Superdoc of the correspondent Lab Times comic is a pretty clever guy, who always knows some trick to help the desperate PhD student. But sometimes even Superdoc needs some help from Superprof.
In the last “Superdoc” comic of Lab Times (issue 2/2010, page 74), the poor PhD student had to dialyse dozens of probes and desperately cried out for Superdoc to come and help her. Superdoc advised her to “simply cut a large hole in the top of the cups and to put a piece of dialysis membrane between top and cup”, before letting them swim upside down in dialysis buffer. However, Superdoc may have overestimated the ability of PhD students to cut holes in stiff plastic lids with a scalpel. Roland Wenger, Professor of Physiology at the University of Zürich, alias Superprof, knows a much easier way to get a hole into the lids.
“Dear Lab Times Editor,
Superdoc must be a martial arts expert if he is able to cut a hole into the lid of a 1.5 ml tube using a scalpel (Lab Times issue 2, 2010). Let us give him some hints from Superprof:
- Heat the blunt end of a Pasteur pipette over a gas flame – it will go through the plastic of the 1.5 ml tube like butter and creates a nice round hole in the lid.

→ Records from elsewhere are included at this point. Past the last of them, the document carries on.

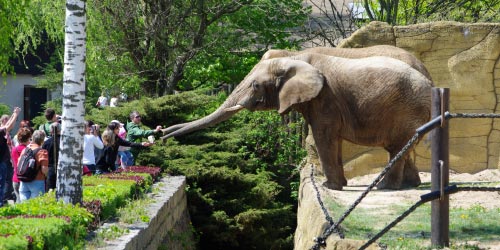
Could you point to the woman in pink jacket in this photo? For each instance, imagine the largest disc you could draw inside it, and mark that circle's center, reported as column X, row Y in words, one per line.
column 23, row 137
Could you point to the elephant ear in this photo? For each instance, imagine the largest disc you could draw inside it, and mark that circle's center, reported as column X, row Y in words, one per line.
column 300, row 83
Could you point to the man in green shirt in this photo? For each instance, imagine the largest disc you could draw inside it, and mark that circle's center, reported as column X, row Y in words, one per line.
column 135, row 133
column 51, row 116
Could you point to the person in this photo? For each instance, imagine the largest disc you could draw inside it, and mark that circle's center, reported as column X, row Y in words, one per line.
column 22, row 124
column 125, row 158
column 5, row 160
column 113, row 102
column 51, row 116
column 91, row 140
column 8, row 189
column 134, row 131
column 102, row 101
column 23, row 135
column 52, row 147
column 35, row 188
column 112, row 142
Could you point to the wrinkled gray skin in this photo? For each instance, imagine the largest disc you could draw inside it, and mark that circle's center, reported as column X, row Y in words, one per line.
column 375, row 101
column 222, row 113
column 377, row 50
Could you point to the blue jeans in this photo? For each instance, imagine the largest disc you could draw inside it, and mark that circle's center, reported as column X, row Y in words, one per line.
column 3, row 180
column 32, row 189
column 126, row 158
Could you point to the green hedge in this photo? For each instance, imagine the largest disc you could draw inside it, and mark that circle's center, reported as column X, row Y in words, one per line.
column 44, row 223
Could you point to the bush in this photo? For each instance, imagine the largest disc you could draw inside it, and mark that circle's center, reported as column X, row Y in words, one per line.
column 240, row 175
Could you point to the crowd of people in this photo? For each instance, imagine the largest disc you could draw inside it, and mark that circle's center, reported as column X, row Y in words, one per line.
column 116, row 147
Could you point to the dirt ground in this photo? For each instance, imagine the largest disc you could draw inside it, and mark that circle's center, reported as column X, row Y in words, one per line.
column 378, row 199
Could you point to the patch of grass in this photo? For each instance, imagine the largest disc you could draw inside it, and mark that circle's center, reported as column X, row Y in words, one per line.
column 467, row 225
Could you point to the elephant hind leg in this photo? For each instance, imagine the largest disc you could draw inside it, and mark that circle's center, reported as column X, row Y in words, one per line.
column 393, row 179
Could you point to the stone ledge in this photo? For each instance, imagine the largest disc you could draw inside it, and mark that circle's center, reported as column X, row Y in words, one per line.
column 168, row 218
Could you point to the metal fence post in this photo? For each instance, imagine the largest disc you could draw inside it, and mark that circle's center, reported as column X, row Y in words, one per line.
column 439, row 169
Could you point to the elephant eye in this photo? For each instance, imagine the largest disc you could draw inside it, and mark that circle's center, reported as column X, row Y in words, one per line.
column 255, row 85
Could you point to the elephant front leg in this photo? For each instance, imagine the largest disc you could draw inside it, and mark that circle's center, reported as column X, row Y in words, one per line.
column 328, row 148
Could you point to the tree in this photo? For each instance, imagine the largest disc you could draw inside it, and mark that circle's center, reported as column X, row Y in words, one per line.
column 69, row 168
column 155, row 40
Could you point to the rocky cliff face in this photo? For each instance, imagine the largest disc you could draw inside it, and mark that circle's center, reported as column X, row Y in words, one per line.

- Secure the closed lid with the trapped dialysis membrane, with a clip or use Safe-Lock tubes.
- To avoid trapping air bubbles, first submerge the tube then turn it upside down, while still submerged, and stick it from below into the hole of a swimming rack.
- For complete recovery, quick-spin the tube before opening”.
Microdialysis expert with a good sense of humour: Roland Wenger alias Superprof.